Dice que la naturaleza y la historia son sus fuentes de inspiración. ¿Cabe hablar de una pintura narrativa?

La naturaleza viene dada por la contemplación de la misma y la historia porque soy licenciado en la materia. Tengo mi máster en Historia del Arte. No veo una ruptura radical entre lo antiguo y lo moderno. Para mí es algo continuo y todo eso me da la inspiración y el deseo de pintar.

Es muy notable que, como pintor autodidacta, tenga un corpus de obra tan extenso. ¿Cuántas horas dedica a los pinceles?

La mayor parte de mi trabajo es la pintura y, a veces, el dibujo. Todos los días me dedico a ello. Hay días que estoy en el estudio desde que me levanto hasta que me acuesto.

Descríbame sus símbolos más personales?

Todo lo que hago está dentro de una cosmología personal. Hay mucho también de autobiográfico. De hecho en alguna ocasión he hecho alguna exposición donde todos los cuadros tenían que ver con mi biografía, mis experiencias vitales. A veces prefiero no conocer demasiado la pintura porque luego me siento influenciado.

De su pintura trasciende la prioridad de la belleza. ¿Cómo juzga el feísmo de algunas consolidadas tendencias actuales?

El feísmo está en la vida, la realidad, la calle y todas partes, en general. Existe en el aspecto físico, pero también de comportamientos y actitudes que son antiéticas y antiestéticas.
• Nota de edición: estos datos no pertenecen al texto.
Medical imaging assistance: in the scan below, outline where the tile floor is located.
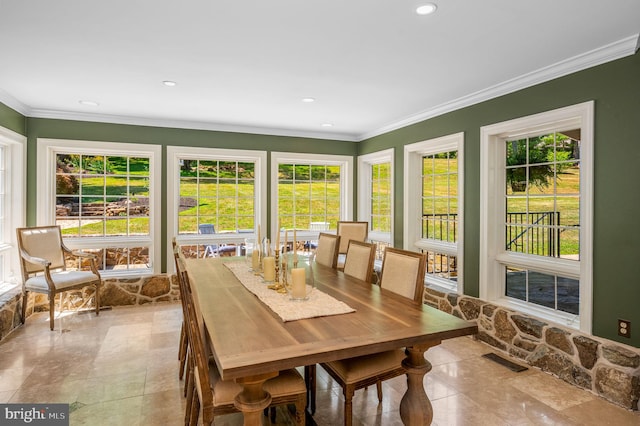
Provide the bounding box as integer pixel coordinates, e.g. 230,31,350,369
0,304,640,426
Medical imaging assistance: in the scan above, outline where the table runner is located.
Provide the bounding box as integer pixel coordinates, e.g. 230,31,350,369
224,262,355,322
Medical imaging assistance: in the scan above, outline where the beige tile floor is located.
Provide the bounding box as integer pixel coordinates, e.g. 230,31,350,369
0,304,640,426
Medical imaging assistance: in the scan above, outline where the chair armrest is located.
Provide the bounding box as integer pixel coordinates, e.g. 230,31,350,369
20,250,51,268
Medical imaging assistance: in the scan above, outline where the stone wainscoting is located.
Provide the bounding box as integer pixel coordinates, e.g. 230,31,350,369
0,275,180,341
424,287,640,410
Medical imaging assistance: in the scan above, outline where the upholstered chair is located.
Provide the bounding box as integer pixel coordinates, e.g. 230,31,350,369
16,225,102,330
316,232,340,268
336,220,369,269
344,240,376,282
318,247,427,426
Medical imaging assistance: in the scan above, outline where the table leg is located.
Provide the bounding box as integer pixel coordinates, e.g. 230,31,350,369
400,341,440,425
234,372,278,426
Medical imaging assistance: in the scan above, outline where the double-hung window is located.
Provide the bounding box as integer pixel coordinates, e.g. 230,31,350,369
167,146,267,257
37,139,161,276
0,127,27,294
358,149,393,261
404,133,464,292
480,102,593,332
271,152,353,239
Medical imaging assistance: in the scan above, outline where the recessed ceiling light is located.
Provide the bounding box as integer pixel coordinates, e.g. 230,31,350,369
416,3,438,15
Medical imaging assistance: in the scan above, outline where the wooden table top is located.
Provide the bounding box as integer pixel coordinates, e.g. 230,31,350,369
186,258,478,380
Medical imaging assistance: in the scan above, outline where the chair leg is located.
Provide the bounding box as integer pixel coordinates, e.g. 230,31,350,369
49,294,55,331
21,290,29,324
343,386,355,426
304,364,316,415
96,284,100,316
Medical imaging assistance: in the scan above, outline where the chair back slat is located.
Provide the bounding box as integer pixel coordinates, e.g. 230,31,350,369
380,247,427,303
337,221,369,254
316,232,340,268
16,226,65,274
344,240,376,282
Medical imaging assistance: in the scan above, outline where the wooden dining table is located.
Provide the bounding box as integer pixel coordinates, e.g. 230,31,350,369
185,258,477,425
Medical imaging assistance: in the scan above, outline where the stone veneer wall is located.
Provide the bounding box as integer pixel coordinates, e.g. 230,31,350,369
0,275,180,341
424,287,640,410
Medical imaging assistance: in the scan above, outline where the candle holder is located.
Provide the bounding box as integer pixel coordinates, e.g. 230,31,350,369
244,238,261,275
284,254,315,301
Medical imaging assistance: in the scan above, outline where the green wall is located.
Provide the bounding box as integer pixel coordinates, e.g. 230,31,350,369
0,103,27,136
358,53,640,347
27,118,357,271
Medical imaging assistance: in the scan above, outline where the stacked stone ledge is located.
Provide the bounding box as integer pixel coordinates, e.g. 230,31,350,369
424,287,640,410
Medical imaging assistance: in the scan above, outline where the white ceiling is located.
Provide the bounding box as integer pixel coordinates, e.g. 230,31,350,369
0,0,640,140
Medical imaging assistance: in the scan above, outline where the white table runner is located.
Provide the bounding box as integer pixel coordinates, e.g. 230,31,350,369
224,262,355,322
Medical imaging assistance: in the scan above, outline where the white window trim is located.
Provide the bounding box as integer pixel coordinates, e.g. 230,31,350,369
271,152,353,241
36,138,162,277
358,148,394,245
167,146,267,270
0,127,27,285
403,132,464,294
480,101,594,334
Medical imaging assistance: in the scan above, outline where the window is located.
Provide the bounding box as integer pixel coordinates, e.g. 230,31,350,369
38,139,160,276
0,127,27,294
271,152,353,239
480,102,593,333
167,146,266,261
358,149,393,260
404,133,464,292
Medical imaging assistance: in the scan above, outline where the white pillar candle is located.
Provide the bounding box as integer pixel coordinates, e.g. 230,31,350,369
251,247,260,271
291,268,307,299
262,256,276,281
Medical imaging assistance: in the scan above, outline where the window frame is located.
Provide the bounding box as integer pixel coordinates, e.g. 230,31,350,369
270,152,353,241
403,132,464,294
166,146,267,269
358,148,395,245
0,126,27,293
36,138,162,277
479,101,594,334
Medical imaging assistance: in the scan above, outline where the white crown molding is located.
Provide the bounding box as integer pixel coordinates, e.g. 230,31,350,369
358,34,640,141
0,89,31,117
29,109,358,142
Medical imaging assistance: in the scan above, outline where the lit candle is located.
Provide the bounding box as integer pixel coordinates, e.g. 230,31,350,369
293,228,298,265
251,246,260,271
262,256,276,281
284,229,289,254
291,268,307,299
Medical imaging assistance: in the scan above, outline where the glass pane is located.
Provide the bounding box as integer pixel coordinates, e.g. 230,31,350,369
528,271,556,309
558,277,580,315
198,160,219,180
129,157,151,176
505,267,527,301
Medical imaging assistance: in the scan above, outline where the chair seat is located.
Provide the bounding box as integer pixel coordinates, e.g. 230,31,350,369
322,349,406,384
205,364,307,407
24,271,100,292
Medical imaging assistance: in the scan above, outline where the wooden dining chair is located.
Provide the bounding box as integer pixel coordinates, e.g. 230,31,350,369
16,225,102,331
171,237,189,395
337,220,369,269
179,260,307,426
316,232,340,268
318,248,427,426
344,240,376,283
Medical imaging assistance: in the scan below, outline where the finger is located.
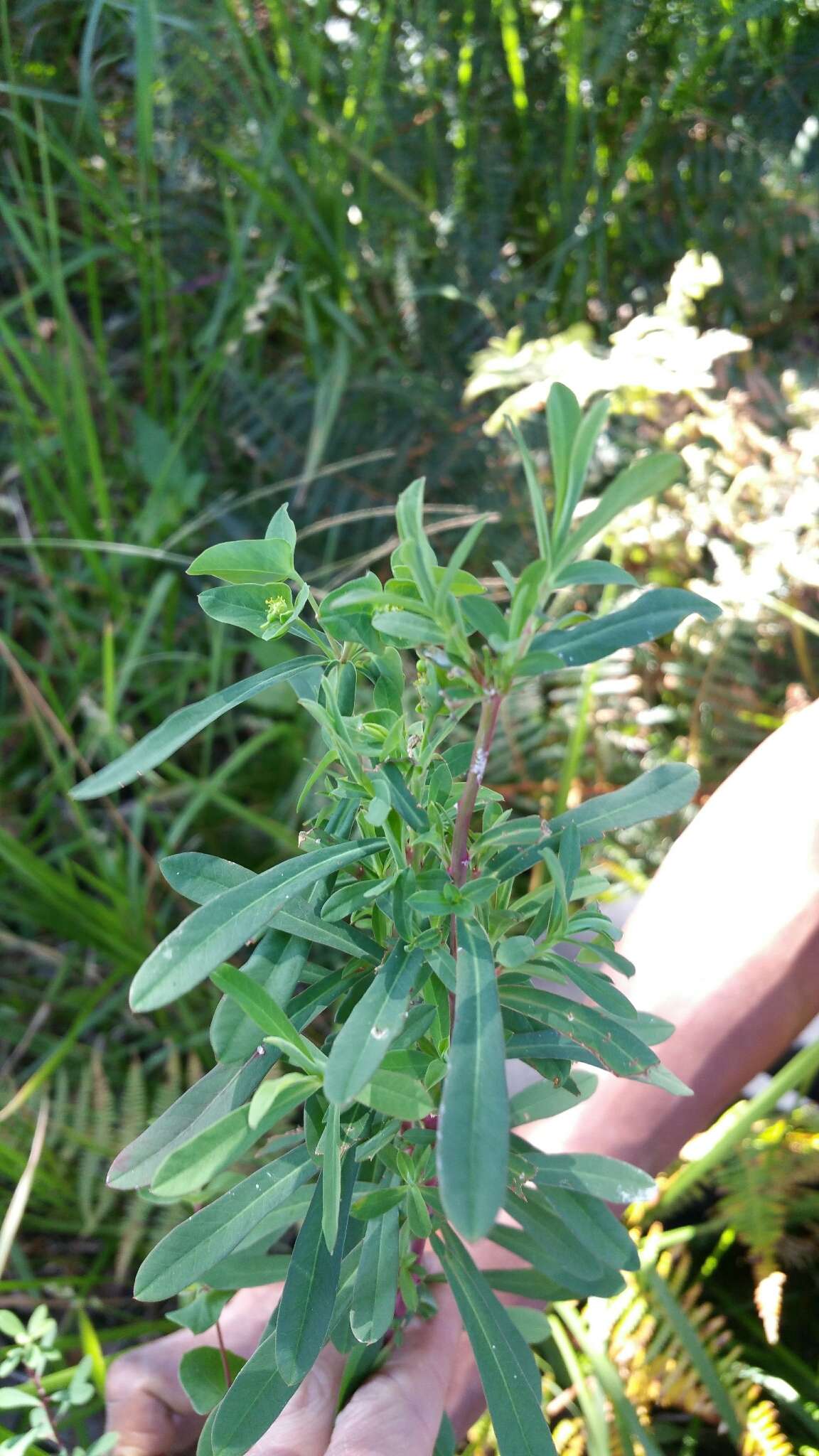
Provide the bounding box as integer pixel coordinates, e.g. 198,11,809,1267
326,1287,461,1456
105,1284,283,1456
242,1345,347,1456
105,1329,210,1456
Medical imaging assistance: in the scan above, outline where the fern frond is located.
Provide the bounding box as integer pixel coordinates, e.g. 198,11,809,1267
754,1270,786,1345
740,1401,794,1456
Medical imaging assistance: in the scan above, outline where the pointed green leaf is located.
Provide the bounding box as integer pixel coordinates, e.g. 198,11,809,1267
544,951,637,1031
211,1331,294,1456
150,1106,250,1199
560,453,683,562
319,1105,341,1253
555,399,609,543
131,839,386,1010
505,1187,601,1283
373,607,444,646
198,581,293,641
210,931,309,1061
507,419,552,562
247,1071,321,1130
498,975,659,1078
536,1187,640,1273
532,587,720,667
379,763,430,833
134,1146,314,1300
358,1069,436,1123
547,380,583,532
188,536,293,585
108,1047,275,1188
550,560,640,588
508,1071,597,1127
550,763,700,845
437,920,508,1241
159,852,382,970
179,1345,245,1415
165,1288,232,1335
511,1137,657,1204
433,1227,555,1456
211,965,323,1071
323,942,422,1102
71,657,323,799
350,1209,398,1344
264,504,296,550
275,1152,355,1385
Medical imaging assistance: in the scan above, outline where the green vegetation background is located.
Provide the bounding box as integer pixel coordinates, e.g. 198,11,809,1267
0,0,819,1449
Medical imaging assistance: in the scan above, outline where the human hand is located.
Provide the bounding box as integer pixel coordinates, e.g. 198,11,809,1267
107,1275,481,1456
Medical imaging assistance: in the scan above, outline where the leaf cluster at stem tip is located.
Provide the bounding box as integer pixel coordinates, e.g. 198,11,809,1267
75,385,715,1456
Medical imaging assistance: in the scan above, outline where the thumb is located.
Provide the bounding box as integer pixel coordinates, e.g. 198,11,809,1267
105,1284,282,1456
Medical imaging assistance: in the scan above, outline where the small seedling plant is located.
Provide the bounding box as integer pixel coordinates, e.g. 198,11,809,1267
75,386,715,1456
0,1305,117,1456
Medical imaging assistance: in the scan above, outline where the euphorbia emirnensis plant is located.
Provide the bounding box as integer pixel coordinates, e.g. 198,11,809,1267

Creo que eso ya está ahí, es algo con lo que ya se cuenta y no hay por qué estarlo reproduciendo. Para mí el arte supone una ventana hacia otro universo, otra manera de ver y de hacer. Creo que en lugar de mostrar algo que es evidente que está ahí uno intenta, en el aspecto personal, mejorar el entorno en que vive, ya sea organizando actividades de tipo cultural y artístico.

Entonces, ¿qué supone el arte, en definitiva, para usted?

El arte para mí siempre ha sido una experiencia muy positiva. Veo una obra y salgo reconfortado de lo que he visto y me ha llegado. Si lo que contemplo es lo mismo que en la calle, que en el entorno degradado, ¿para qué sirve el arte entonces? ¿Una denuncia? Por mucho que se denuncie no va a cambiar nada. Las personas cambian, cambian su vida y su entorno con su comportamiento, pero por pintar fealdad, miseria y degradación no voy al transformar el mundo, pero estaré condicionado. Yo reacciono ante esa fealdad. El artista puede transformar, incluso, una tragedia en belleza. Eso es un don. ¿Cuántas obras literarias o pictóricas no están basadas en un hecho trágico personal o colectivo? Muchísimas. Es algo maravilloso transformar algo negativo en positivo.